You can also add individual files:
- Click All files in the pipeline assets browser.
- Navigate to your file, click
, and click Include in pipeline.
Consider moving these files to the pipeline root folder. If left outside the pipeline root folder, they are shown in the External files section.
-
Can I manage the Pipeline source code in Git?
You can manage your pipeline source in Git by choosing a Git folder when you initially create the pipeline.
noteManaging your source in a Git folder adds version control for your source code. However, to version control your configuration, Databricks recommends using Databricks Asset Bundles to define the pipeline configuration in bundle configuration files that can be stored in Git (or another version control system). For more information, see What are Databricks Asset Bundles?.
If you didn't create the pipeline in a Git folder initially, you can move your source to a Git folder. Databricks recommends using the editor action to move the entire root folder to a Git folder. This updates all settings accordingly. See Root folder.
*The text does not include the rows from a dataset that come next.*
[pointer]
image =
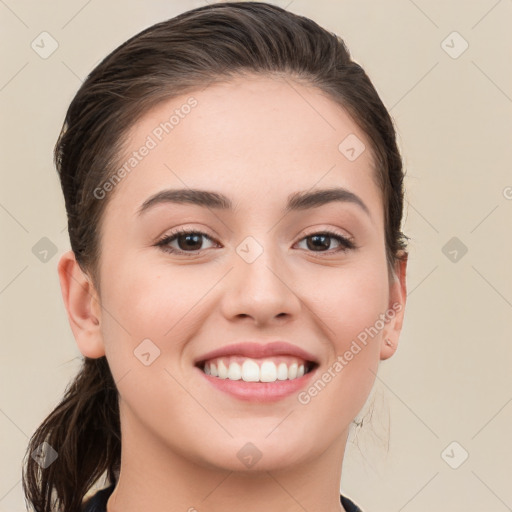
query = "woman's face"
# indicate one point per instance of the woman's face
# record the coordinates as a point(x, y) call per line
point(256, 273)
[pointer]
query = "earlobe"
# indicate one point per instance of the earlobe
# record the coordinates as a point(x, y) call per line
point(82, 305)
point(396, 309)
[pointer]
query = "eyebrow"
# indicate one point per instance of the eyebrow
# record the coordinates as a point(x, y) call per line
point(303, 200)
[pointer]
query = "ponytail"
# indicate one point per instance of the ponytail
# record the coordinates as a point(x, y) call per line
point(83, 433)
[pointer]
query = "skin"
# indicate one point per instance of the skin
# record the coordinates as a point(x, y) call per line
point(256, 140)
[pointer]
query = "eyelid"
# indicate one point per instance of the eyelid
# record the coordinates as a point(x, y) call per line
point(347, 243)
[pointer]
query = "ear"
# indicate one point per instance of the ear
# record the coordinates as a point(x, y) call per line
point(396, 309)
point(82, 304)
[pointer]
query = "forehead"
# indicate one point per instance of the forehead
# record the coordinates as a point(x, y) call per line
point(251, 133)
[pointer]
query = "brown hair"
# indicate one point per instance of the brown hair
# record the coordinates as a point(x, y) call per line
point(188, 52)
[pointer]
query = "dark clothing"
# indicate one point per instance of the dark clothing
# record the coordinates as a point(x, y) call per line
point(98, 502)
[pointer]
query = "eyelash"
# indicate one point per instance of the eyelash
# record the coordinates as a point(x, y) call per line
point(345, 243)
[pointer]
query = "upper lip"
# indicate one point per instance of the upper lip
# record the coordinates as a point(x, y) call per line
point(257, 350)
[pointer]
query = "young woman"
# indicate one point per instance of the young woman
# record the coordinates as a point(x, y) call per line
point(234, 198)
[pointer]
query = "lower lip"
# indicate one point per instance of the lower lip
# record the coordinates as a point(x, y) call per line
point(259, 391)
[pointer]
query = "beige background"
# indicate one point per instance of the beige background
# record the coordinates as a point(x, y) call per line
point(451, 378)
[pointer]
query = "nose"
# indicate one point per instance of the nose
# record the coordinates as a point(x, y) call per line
point(261, 290)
To move the root folder to a Git folder in the pipeline asset browser:
- Click
for the root folder.
- Click Move root folder.
- Choose a new location for your root folder and click Move.
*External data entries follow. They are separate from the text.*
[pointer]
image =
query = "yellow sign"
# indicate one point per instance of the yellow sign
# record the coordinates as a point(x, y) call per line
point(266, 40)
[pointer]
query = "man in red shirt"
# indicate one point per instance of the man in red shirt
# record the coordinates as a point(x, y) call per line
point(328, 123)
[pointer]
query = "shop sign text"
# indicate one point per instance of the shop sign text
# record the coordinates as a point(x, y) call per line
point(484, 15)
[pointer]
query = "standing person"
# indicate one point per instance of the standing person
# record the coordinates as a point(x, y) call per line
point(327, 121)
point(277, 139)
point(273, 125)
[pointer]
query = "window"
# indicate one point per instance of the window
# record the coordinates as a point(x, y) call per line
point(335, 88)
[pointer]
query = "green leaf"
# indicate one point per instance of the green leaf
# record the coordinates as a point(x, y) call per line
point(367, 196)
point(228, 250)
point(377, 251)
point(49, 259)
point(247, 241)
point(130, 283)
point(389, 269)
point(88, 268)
See the Root folder section for more information.
After the move, you see the familiar Git icon next to your root folder's name.
importantTo move the pipeline root folder, use the pipeline assets browser and the above steps. Moving it any other way breaks the pipeline configurations, and you must manually configure the correct folder path in Settings.
- Click
-
Can I have multiple Pipelines in the same root folder?
You can, but Databricks recommends only having a single Pipeline per root folder.
-
When should I run a dry run?
Click Dry run to check your code without updating the tables.
-
When should I use temporary Views, and when should I use materialized views in my code?
Use temporary views when you do not want to materialize the data. For example, this is a step in a sequence of steps to prepare the data before it is ready to materialize using a streaming table or materialized view registered in the Catalog.